Both the administrative law judge and the Appeals Council referred to the rebuttable presumption in favor of coal miners who have worked ten years or more in the mines, as set forth in 30 U.S.C. § 921(c)(3). The Appeals Council specifically held that the X-rays and ventilatory functions studies failed to establish the existence of pneumoconiosis under 30 U.S.C. § 921(c)(3). The claimant testified that he was employed "anywhere from 20 to 21 years" in coal mines and the record establishes that he worked in the mines more than fifteen years. Neither the administrative law judge nor the Appeals Council considered the rebuttable presumption in favor of miners who have worked 15 years or more in the mines, created by 30 U.S.C. § 921(c)(4). The presumption applies only to miners whose X-rays are interpreted as negative for pneumoconiosis. Having thus interpreted Mr. Cunningham's X-rays, it was the duty of the administrative law judge and the Appeals Council to determine whether he had established the existence of presumed pneumoconiosis. Ansel v. Weinberger, supra, 529 F.2d 304.

14

It appears from the decision of the Appeals Council that the Secretary relied on Social Security Ruling 73-37 in concluding that Mr. Cunningham had failed to establish his entitlement to benefits.

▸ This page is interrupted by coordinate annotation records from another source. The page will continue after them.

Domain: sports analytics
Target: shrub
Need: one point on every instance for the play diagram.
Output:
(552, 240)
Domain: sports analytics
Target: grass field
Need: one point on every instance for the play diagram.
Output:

Reliance on that ruling to limit the ability of a miner to establish his claim by "other relevant evidence" is error. Prokes v. Mathews, supra, 559 F.2d at 1062. See also Hubbard v. Califano, supra.

15

Every treating and examining physician stated that Mr. Cunningham showed clinical signs of pneumoconiosis. Two of these medical witnesses stated that the claimant was totally and permanently disabled from coal mining work by reason of pneumoconiosis. No medical witness contradicted this testimony. In Ansel v. Weinberger, supra, 529 F.2d at 309, we held that there was no substantial evidence to support a finding of the Secretary that a miner was not entitled to benefits when the treating physician stated unequivocally that the claimant was totally disabled for work in coal mines and this statement was not contradicted by any other medical witness. On the record before us, it is similarly clear that the claimant established his total disability. Though Mr. Cunningham has a history of heart disease, every medical witness who expressed an opinion on the cause of his disability attributed it to pulmonary impairment brought about by his work in coal mines. Under these circumstances he has established his entitlement to the rebuttable presumption of 30 U.S.C. § 921(c) (4) and 20 C.F.R. § 410.414. The Secretary may not rely on negative X-rays or pulmonary function studies to rebut the presumption that the claimant is totally disabled due to pneumoconiosis. Ansel v. Weinberger, supra, 529 F.2d at 309-10.

16

The judgment of the district court is reversed, and the case is remanded to the district court for further remand to the Secretary with directions to enter an order awarding benefits.